Not sure how i'll use them yet, somewhere that'll show the great patterns from the more or less fidgeting I did with the fabric while it was in the dye bath.












Maybe the fabric will come into its own for a piece based on some of the ways that lines have - I'm collecting lots of pics of lines, like these on a walk around Bloomsbury last week.

Lots of blue plaques en route (http://www.english-heritage.org.uk/visit/blue-plaques)



and some inspiration for stitching patterns ....













Finally, a couple of pics from last weekend in Dorset: I slept under this ancient beam and the first snowdrops bloomed under my window.








Have a good weekend all. My to do list includes mushroom soup and drafting a poem for the first workshop of a Poetry School (https://poetryschool.com) online course called Re-writing the Map.
This fits wonderfully with the work I'm doing on journeys at Inspiration to Stitch  -almost too good to be true.

Tuesday, January 17, 2017

One week: a short time in weather

We had snow, it left quickly so no photo, that's all!   Very glad the roads were clear for the first of 2017's first Inspiration to Stitch day with Terri and Hazel see http://www.institchestextilecourses.co.uk,

I made a start on sketchbook pages on the theme of journey and did some printing for the last one to go into the Autumn book.

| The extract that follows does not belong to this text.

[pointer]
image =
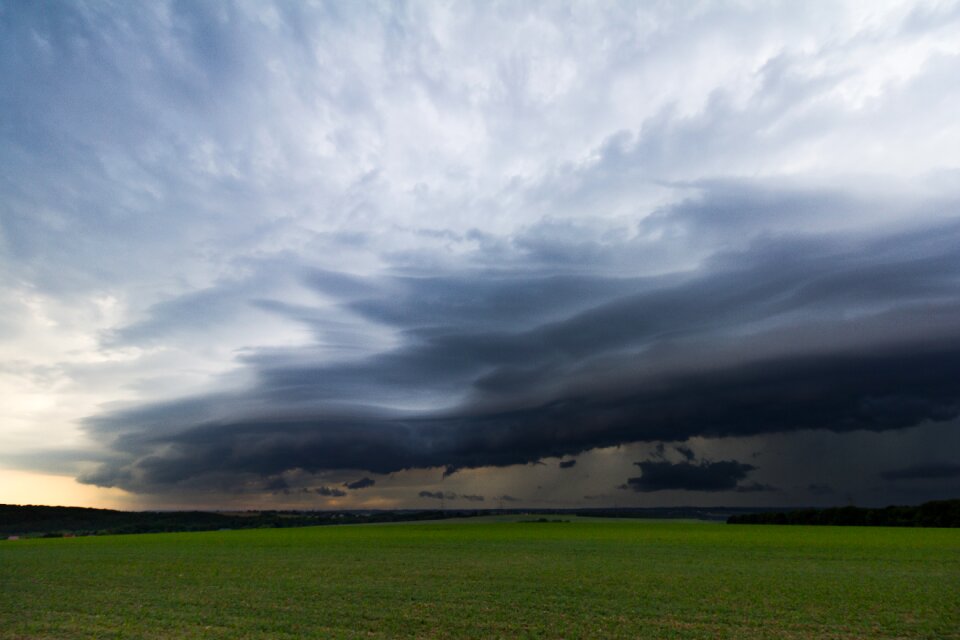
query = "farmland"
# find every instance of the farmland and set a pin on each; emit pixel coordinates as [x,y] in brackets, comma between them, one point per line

And today the magical experience of choosing a date for a walk weeks ahead that then turns out to be a blue sky day.

We walked from Coulson South to Banstead - along the green paths of suburbia with London on the skyline. All part of the London Loop, for more details see https://tfl.gov.uk/modes/walking/loop-walk

The weekend rain that made my drive to Kent a very unpleasant experience of spray and fog had  turned the bridleways (shared with LL pathways) close to Epsom Downs into mud baths. Thank goodness for good boots and good chat with good friends as we made our way along the northern ridge of the Northern Downs.

Our route out of Coulson took us under the wonderful walls of this new railway bridge  and
we reached Banstead over an old railway bridge with some slate 'roof tiles'. Two more examples for my collection of patterns I might, someday, stitch.   I just love the weightiness of the slate.

Finally, more lines in the evening sky as I close the blinds .... hopefully a good omen for tomorrow when I'll be dyeing fabric with the Institches fabric wizards.






Tuesday, January 10, 2017

Another Wall Wears a Quilt





At last, the quilt made with fabric bought in New York in December 2014 has made it way to the finishing line ... a journey of two years, so about average!


The last stitch in the hanging sleeve for this quilt was made with good timing: no need to tuck it all into the suitcase coming with me back to UK today. There's enough in there already including, of course, the tea bag work in progress.

Just love the paper that emerges when these are emptied. 



This quilt is a first for me in terms of main and border design and quilting.  But I'm not fond of large projects and can't wait to work small and slow in a sketchbook on my next Inspiration to Stitch day tomorrow.   More on this later.